Precision | Positive Predictive Value

precision estimates the precision (a.k.a. positive predictive value -ppv-) for a nominal/categorical predicted-observed dataset.

ppv estimates the Positive Predictive Value (equivalent to precision) for a nominal/categorical predicted-observed dataset.

FDR estimates the complement of precision (a.k.a. positive predictive value -PPV-) for a nominal/categorical predicted-observed dataset.

Usage

precision(
  data = NULL,
  obs,
  pred,
  tidy = FALSE,
  atom = FALSE,
  na.rm = TRUE,
  pos_level = 2
)

ppv(
  data = NULL,
  obs,
  pred,
  tidy = FALSE,
  atom = FALSE,
  na.rm = TRUE,
  pos_level = 2
)

FDR(
  data = NULL,
  obs,
  pred,
  atom = FALSE,
  pos_level = 2,
  tidy = FALSE,
  na.rm = TRUE
)

Arguments

data: (Optional) argument to call an existing data frame containing the data.
obs: Vector with observed values (character | factor).
pred: Vector with predicted values (character | factor).
tidy: Logical operator (TRUE/FALSE) to decide the type of return. TRUE returns a data.frame, FALSE returns a list; Default : FALSE.
atom: Logical operator (TRUE/FALSE) to decide if the estimate is made for each class (atom = TRUE) or at a global level (atom = FALSE); Default : FALSE.
na.rm: Logic argument to remove rows with missing values (NA). Default is na.rm = TRUE.
pos_level: Integer, for binary cases, indicating the order (1|2) of the level corresponding to the positive. Generally, the positive level is the second (2) since following an alpha-numeric order, the most common pairs are (Negative | Positive), (0 | 1), (FALSE | TRUE). Default : 2.

Value

an object of class numeric within a list (if tidy = FALSE) or within a data frame (if tidy = TRUE).

Details

The precision is a non-normalized coefficient that represents the ratio between the correctly predicted cases (or true positive -TP- for binary cases) to the total predicted observations for a given class (or total predicted positive -PP- for binary cases) or at overall level.

For binomial cases, \(precision = \frac{TP}{PP} = \frac{TP}{TP + FP} \)

The precision metric is bounded between 0 and 1. The closer to 1 the better.

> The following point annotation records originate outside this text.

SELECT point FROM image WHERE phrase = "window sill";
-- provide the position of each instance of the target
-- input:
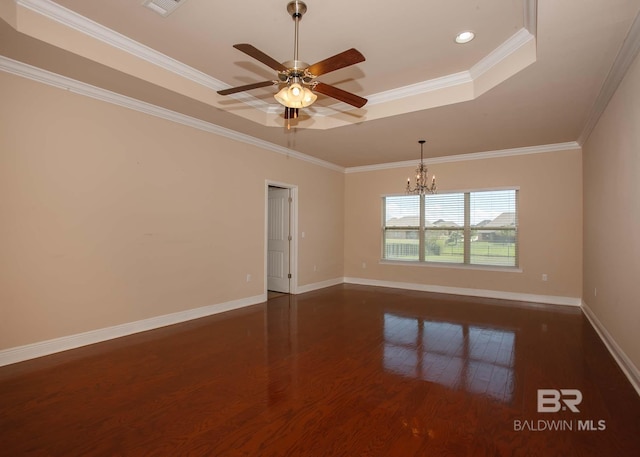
(456, 266)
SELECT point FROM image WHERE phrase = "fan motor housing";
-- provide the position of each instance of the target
(296, 8)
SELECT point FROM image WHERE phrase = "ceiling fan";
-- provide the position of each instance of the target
(299, 78)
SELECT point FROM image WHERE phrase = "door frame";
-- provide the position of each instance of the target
(293, 232)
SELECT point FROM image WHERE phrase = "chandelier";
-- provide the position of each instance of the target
(422, 178)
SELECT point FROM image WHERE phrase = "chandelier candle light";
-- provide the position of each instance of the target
(422, 187)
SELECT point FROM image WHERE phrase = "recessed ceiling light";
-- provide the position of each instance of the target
(465, 37)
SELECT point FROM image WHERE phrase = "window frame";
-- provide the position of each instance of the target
(466, 229)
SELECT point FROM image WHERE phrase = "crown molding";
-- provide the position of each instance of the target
(99, 32)
(531, 16)
(627, 54)
(62, 82)
(556, 147)
(75, 21)
(501, 53)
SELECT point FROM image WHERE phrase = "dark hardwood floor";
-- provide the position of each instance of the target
(345, 371)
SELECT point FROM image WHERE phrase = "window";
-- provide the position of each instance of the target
(468, 228)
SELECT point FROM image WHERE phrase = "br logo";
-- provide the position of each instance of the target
(552, 400)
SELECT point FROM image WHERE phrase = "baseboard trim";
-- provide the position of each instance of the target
(42, 348)
(624, 362)
(484, 293)
(319, 285)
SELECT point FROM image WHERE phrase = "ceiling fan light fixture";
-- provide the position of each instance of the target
(295, 96)
(465, 37)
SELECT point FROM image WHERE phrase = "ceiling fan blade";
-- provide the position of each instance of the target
(344, 59)
(234, 90)
(342, 95)
(261, 56)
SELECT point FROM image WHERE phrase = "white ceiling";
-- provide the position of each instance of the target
(531, 77)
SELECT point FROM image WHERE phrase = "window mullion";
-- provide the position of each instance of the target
(467, 228)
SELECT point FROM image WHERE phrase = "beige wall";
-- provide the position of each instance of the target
(612, 217)
(110, 216)
(550, 216)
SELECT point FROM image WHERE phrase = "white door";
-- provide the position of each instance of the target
(278, 239)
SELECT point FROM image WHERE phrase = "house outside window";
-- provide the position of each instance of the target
(465, 228)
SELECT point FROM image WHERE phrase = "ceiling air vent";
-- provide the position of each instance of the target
(163, 7)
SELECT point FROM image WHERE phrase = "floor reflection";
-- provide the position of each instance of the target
(458, 356)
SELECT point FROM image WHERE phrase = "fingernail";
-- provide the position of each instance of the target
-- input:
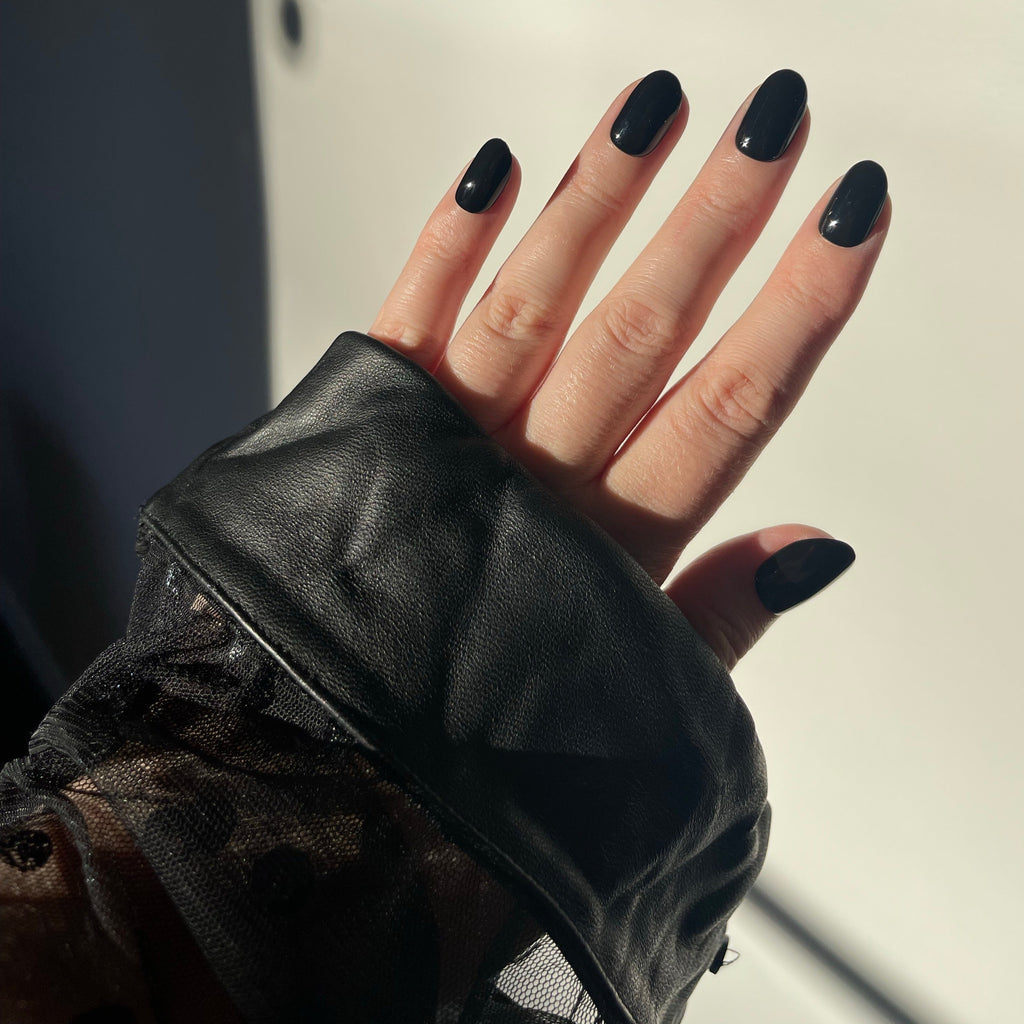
(485, 178)
(855, 205)
(800, 570)
(773, 117)
(646, 115)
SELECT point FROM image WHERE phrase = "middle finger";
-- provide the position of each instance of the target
(613, 368)
(497, 357)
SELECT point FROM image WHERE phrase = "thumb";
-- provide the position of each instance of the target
(734, 592)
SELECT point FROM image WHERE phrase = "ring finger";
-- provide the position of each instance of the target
(507, 343)
(616, 364)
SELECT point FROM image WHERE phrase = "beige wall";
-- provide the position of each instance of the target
(890, 707)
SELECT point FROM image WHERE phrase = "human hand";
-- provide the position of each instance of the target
(564, 408)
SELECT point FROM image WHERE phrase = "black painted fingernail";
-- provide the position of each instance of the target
(773, 117)
(646, 115)
(800, 570)
(485, 178)
(855, 205)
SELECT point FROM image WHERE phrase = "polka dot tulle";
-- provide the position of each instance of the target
(192, 838)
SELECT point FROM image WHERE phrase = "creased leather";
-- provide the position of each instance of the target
(514, 667)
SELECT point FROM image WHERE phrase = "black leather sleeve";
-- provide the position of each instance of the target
(569, 796)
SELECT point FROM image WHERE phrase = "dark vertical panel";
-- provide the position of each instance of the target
(133, 325)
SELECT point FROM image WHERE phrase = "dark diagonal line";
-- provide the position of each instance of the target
(830, 960)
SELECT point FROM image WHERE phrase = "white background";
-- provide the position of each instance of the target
(889, 707)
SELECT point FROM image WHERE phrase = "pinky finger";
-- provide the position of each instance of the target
(731, 594)
(419, 314)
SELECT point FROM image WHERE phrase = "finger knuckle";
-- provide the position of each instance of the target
(727, 208)
(819, 297)
(591, 189)
(733, 401)
(443, 244)
(516, 318)
(638, 330)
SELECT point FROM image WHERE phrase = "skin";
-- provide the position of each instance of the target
(563, 406)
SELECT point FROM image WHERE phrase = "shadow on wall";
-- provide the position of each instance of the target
(133, 317)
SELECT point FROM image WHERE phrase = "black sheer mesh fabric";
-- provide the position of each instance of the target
(193, 837)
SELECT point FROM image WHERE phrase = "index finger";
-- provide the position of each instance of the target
(699, 439)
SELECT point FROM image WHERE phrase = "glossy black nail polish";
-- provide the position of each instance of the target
(485, 177)
(800, 570)
(855, 205)
(773, 117)
(645, 117)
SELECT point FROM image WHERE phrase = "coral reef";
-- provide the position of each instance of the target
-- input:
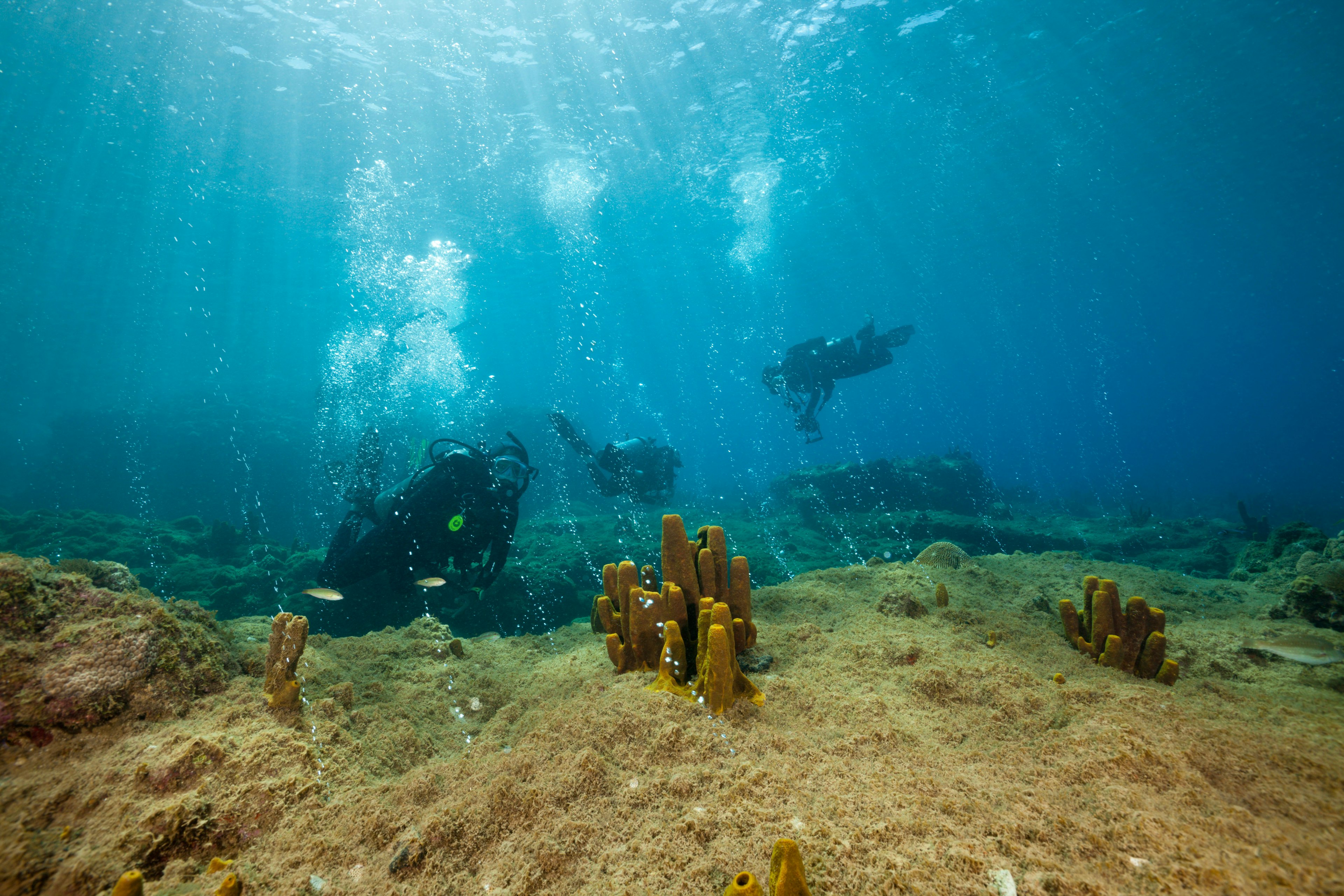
(288, 639)
(1318, 593)
(73, 653)
(1132, 641)
(901, 755)
(953, 483)
(550, 578)
(944, 554)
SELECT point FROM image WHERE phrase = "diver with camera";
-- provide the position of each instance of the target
(639, 468)
(459, 510)
(807, 377)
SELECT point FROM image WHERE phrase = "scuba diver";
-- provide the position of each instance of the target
(812, 369)
(459, 508)
(636, 467)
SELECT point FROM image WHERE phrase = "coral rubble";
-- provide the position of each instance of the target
(1132, 641)
(288, 639)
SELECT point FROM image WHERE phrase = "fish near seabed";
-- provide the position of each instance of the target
(1299, 648)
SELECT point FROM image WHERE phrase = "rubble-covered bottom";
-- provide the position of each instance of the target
(896, 747)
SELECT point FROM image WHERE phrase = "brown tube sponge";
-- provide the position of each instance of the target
(288, 639)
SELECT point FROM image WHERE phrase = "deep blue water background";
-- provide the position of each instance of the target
(1116, 226)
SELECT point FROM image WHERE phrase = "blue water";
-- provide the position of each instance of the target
(234, 233)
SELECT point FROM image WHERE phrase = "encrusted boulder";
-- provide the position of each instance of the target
(944, 554)
(1318, 593)
(73, 653)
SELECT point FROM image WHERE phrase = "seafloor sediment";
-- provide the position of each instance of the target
(904, 754)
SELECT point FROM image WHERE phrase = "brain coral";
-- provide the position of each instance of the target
(76, 655)
(944, 554)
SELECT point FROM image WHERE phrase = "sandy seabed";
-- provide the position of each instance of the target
(902, 754)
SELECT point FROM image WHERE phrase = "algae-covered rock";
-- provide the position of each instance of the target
(73, 653)
(952, 483)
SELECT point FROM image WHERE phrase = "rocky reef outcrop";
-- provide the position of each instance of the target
(81, 643)
(953, 483)
(1318, 593)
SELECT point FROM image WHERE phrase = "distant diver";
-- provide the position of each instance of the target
(636, 467)
(460, 510)
(810, 371)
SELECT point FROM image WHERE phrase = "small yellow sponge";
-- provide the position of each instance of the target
(130, 884)
(745, 884)
(787, 878)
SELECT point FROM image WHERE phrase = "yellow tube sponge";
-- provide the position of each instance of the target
(678, 565)
(288, 639)
(787, 876)
(740, 598)
(720, 681)
(672, 664)
(130, 884)
(1132, 641)
(745, 884)
(718, 545)
(706, 565)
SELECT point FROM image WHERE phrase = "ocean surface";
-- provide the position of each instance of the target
(234, 234)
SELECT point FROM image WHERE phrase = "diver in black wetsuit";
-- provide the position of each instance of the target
(636, 467)
(812, 369)
(460, 508)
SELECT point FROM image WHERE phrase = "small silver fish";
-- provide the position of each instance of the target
(1299, 648)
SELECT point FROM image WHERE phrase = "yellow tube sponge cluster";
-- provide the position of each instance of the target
(288, 639)
(670, 628)
(720, 681)
(1134, 640)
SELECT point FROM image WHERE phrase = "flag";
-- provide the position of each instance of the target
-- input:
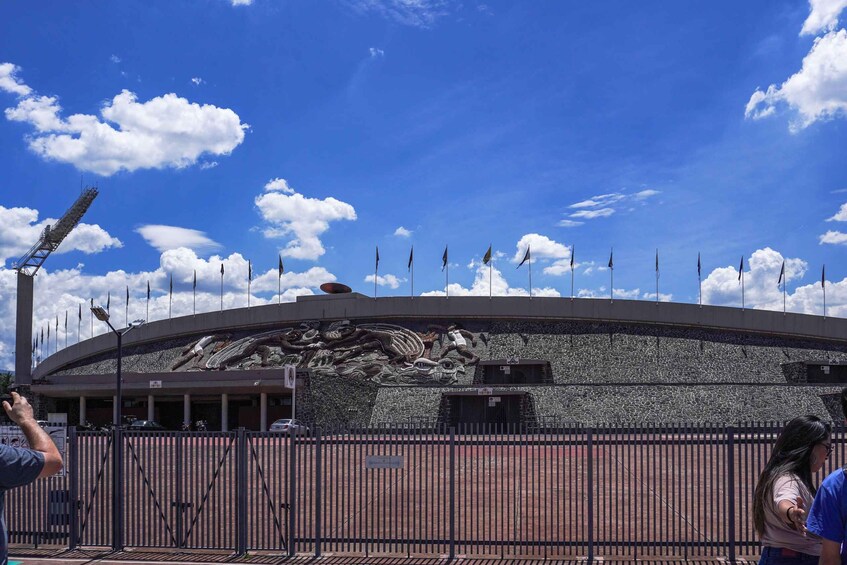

Values towards zero indicate low precision of predictions. It can be estimated for each particular class or at a global level.

The false detection rate or false discovery rate (FDR) represents the proportion of false positives with respect to the total number of cases predicted as positive.

For binomial cases, \(FDR = 1 - precision = \frac{FP}{PP} = \frac{FP}{TP + FP} \)

The precision metric is bounded between 0 and 1. The closer to 1 the better. Values towards zero indicate low precision of predictions.

For the formula and more details, see online-documentation

References

Ting K.M. (2017) Precision and Recall. In: Sammut C., Webb G.I. (eds) Encyclopedia of Machine Learning and Data Mining. Springer, Boston, MA. doi:10.1007/978-1-4899-7687-1_659

Examples

# \donttest{
set.seed(123)
# Two-class
binomial_case <- data.frame(labels = sample(c("True","False"), 100, 
replace = TRUE), predictions = sample(c("True","False"), 100, replace = TRUE))
# Multi-class
multinomial_case <- data.frame(labels = sample(c("Red","Blue", "Green"), 100, 
replace = TRUE), predictions = sample(c("Red","Blue", "Green"), 100, replace = TRUE))

# Get precision estimate for two-class case
precision(data = binomial_case, obs = labels, pred = predictions, tidy = TRUE)
#>   precision
#> 1 0.5652174

# Get FDR estimate for two-class case
FDR(data = binomial_case, obs = labels, pred = predictions, tidy = TRUE)
#>         FDR
#> 1 0.4347826

# Get precision estimate for each class for the multi-class case
precision(data = multinomial_case, obs = labels, pred = predictions, tidy = TRUE, atom = TRUE)
#>       precision
#> Blue  0.2903226
#> Green 0.1666667
#> Red   0.3846154

# Get precision estimate for the multi-class case at a global level
precision(data = multinomial_case, obs = labels, pred = predictions, tidy = TRUE, atom = TRUE)
#>       precision
#> Blue  0.2903226
#> Green 0.1666667
#> Red   0.3846154
# }